If no delivery metric was named, nothing changed by definition

The symptom is the one this article opened with. The CEO looks at the delivery dashboard and the numbers look the same as they did before AI was anywhere in the conversation. The instinct is to conclude that the AI investment did not work. Sometimes that is true. More often, the truth is narrower: no delivery metric was named at the start, no baseline was captured, and there is therefore no way to detect a change that may have happened.
The root cause is that the AI rollout was scoped around inputs (tools deployed, licenses provisioned, training delivered) instead of around outcomes (cycle time on a specific workflow, defect density on a specific product surface, rework percentage on a specific class of work). Input metrics are easy to capture and meaningless on their own. Output metrics are harder to capture and are the only ones the CEO actually cares about.
The implication is that every AI investment must name the delivery metric it will move, the baseline must be captured before the rollout starts, and the measurement window must be long enough to tell signal from noise. If no metric was named, no metric will move - not because AI does not work, but because nobody set up the conditions under which a result would be visible. In an effective redesign, the first artefact of every role redesign is the metric definition and the baseline reading. Without that document, the rollout is theatre.
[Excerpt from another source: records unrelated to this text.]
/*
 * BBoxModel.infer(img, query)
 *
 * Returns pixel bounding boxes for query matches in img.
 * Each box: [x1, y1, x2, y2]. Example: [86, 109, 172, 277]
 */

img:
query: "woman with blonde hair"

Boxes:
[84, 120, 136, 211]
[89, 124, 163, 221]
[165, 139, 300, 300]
The shift the five issues actually point to is operating-model, not tooling
Read the five issues again as a single sentence and what they say is that AI adoption has been mis-classified. It has been treated as a wave of tooling decisions when it is actually a redesign of how the work gets done. The five issues are the five places that mis-classification surfaces.
A production-grade AI operating model addresses all five in the same document and in this order: a security policy that lists the sanctioned tools and the data classes that may enter them; role-level redesigns owned by the heads of those roles, anchored to the daily artefacts the role produces; reskilling curricula that match the redesigned roles; tool-selection criteria owned by the heads of roles, with procurement running the buy but not owning the choice; and a delivery-metric per redesign with a captured baseline. The same five issues, rewritten as the components of an operating model.
The reason this reframing matters for a CEO reading this is that the cost of fixing five issues one at a time is much higher than the cost of recognising them as a single underlying problem. Eighteen months in, the question is no longer whether to invest in AI. The question is whether the org has the operating model to convert that investment into delivery. The companies that stay stuck at the eighteen-month mark are the ones that have not. The companies that pull ahead from here are the ones that stop buying tools and start redesigning roles, in that order, with governance underneath and a measurement frame on top.